Research Rabbit Research Rabbit is built around visual exploration of literature. It helps users see relationships between papers, authors, and topics, which can be especially helpful early in a project when you are trying to map a field rather than answer one question. Researchers who think spatially or want to follow citation trails may prefer it. Consensus is stronger when the goal is evidence synthesis rather than literature mapping.
Google Scholar Google Scholar remains the default starting point for many researchers because it is broad, familiar, and free. It often captures gray literature, conference papers, and many edge-case sources that more curated tools miss. But it also puts more of the burden on the user to search well, screen results, and synthesize findings manually. Consensus is easier and faster. Google Scholar is still harder to replace when completeness matters.

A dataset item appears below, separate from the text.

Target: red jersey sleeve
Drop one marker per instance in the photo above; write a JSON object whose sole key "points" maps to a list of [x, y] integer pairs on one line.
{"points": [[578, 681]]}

PubMed, Scopus, and Web of Science These are not direct substitutes so much as serious complements. For systematic reviews, formal academic work, and highly controlled search strategies, traditional databases still matter. They offer better field-specific indexing, controlled vocabularies, and more rigorous search construction. Consensus wins on speed and accessibility. These tools win on formal completeness and methodological defensibility.
FAQ
What is Consensus used for?
Consensus is used to search academic literature and generate cited summaries of what peer-reviewed research says about a question. People use it for literature review, fact-checking, clinical evidence lookups, and early-stage topic exploration.
Is Consensus better than ChatGPT for research?

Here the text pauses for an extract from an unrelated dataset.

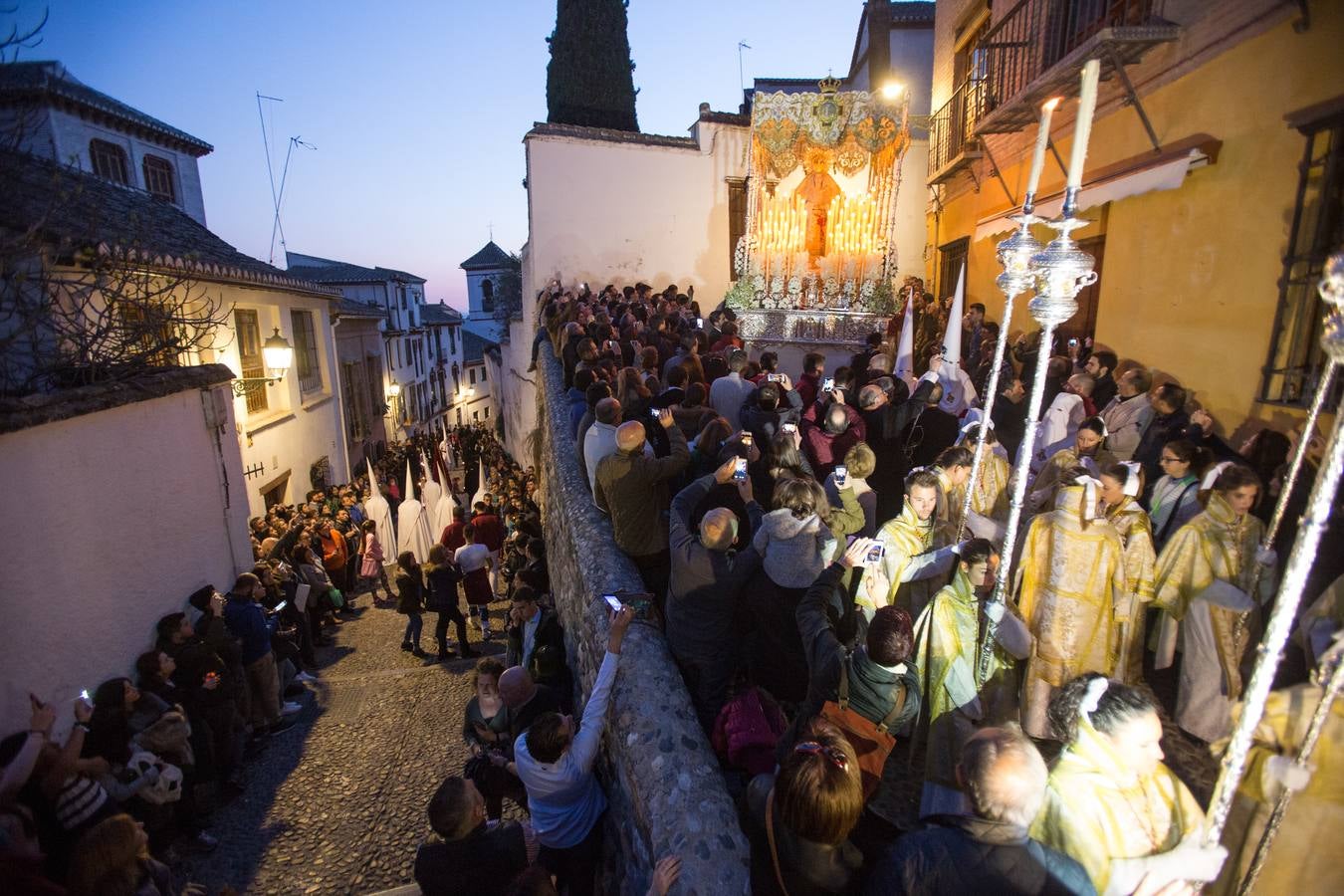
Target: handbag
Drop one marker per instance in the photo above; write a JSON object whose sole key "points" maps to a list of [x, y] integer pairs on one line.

For academic sourcing, usually yes. Consensus searches real papers first and cites them, while ChatGPT can produce convincing but false references unless you verify everything carefully.
How do I get started?
Start with a plain-English research question, then review the cited papers rather than stopping at the summary. If you are new to the platform, the free tier gives enough access to test Pro Search, Deep Search, and Study Snapshots.
How long does it take to set up?
Almost no setup is required. You can create an account and start searching right away, and most users can get useful results within a few minutes.

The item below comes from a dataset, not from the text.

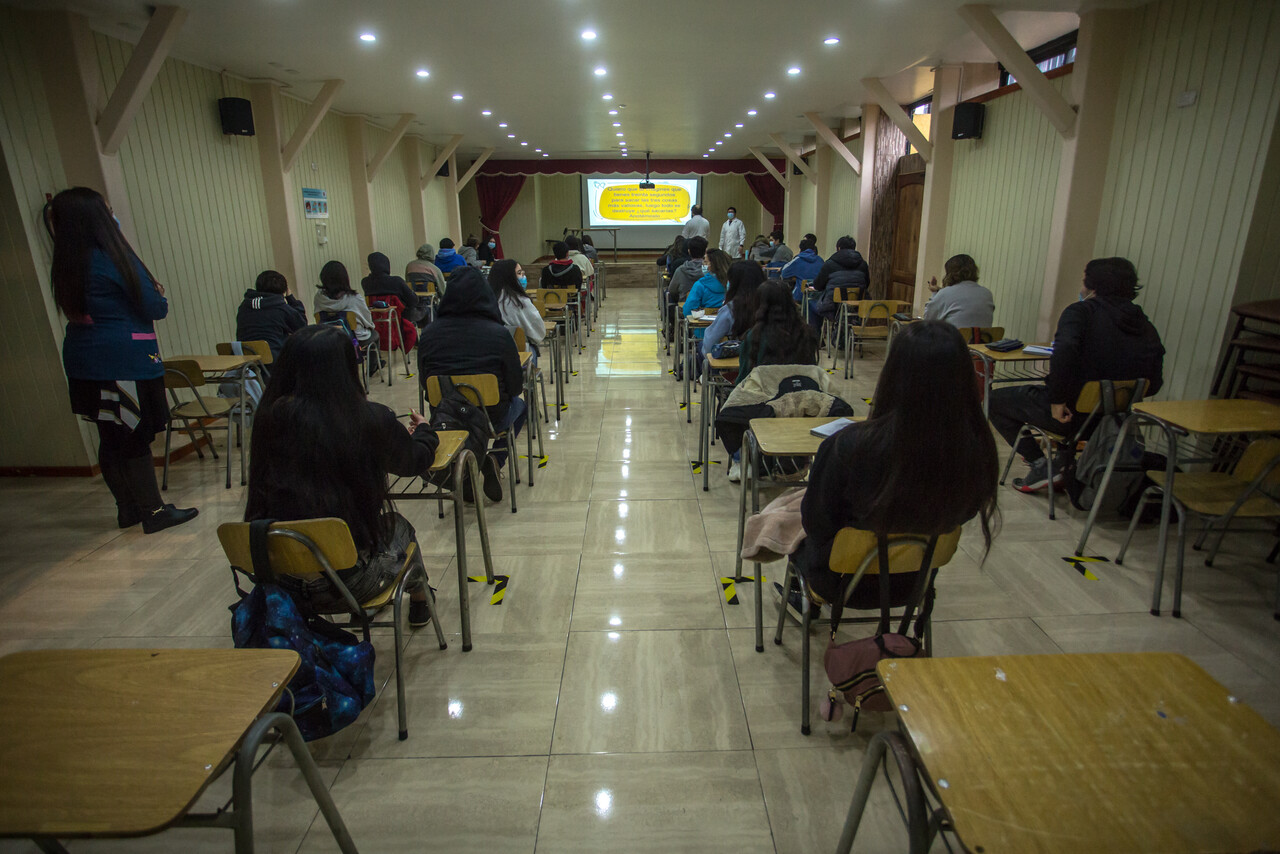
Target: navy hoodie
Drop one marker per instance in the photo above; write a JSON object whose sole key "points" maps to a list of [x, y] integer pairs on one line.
{"points": [[469, 337]]}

Does Consensus only search peer-reviewed papers?
Its core positioning is peer-reviewed academic literature. That is one reason many researchers trust it more than broad web-based AI tools.
How many papers does Consensus search?
Consensus says it indexes more than 200 million papers. That coverage comes from sources including Semantic Scholar, OpenAlex, and its own scholarly web crawl.
Can I use Consensus for systematic reviews?
You can use it as part of a systematic review workflow, especially for discovery and early synthesis. But it should not be your only search tool if completeness and formal methodology are essential.
What is the Consensus Meter?
The Consensus Meter is a visual summary for yes-or-no style questions. It classifies top papers as yes, no, possibly, or mixed, so you can quickly see how evidence appears to line up.
Is the Consensus Meter always accurate?
No. The company estimates roughly a 10% error rate in classifications, and the format can flatten important nuance. It is useful for orientation, not for final judgment.
Can I upload my own papers?
Yes. Consensus lets users upload PDFs and analyze them with the same AI features used for papers in its database.
Does Consensus have full-text access to every paper?
No. It indexes many more papers than it can read in full text. For a lot of paywalled literature, it may rely mainly on abstracts and metadata unless there is open access or institutional access available.
Is Consensus free for students and universities?
There is a free individual tier, plus discounts of up to 40% for students, faculty, and eligible US healthcare professionals. Consensus has also worked directly with university libraries, and more than 100 have adopted institutional access.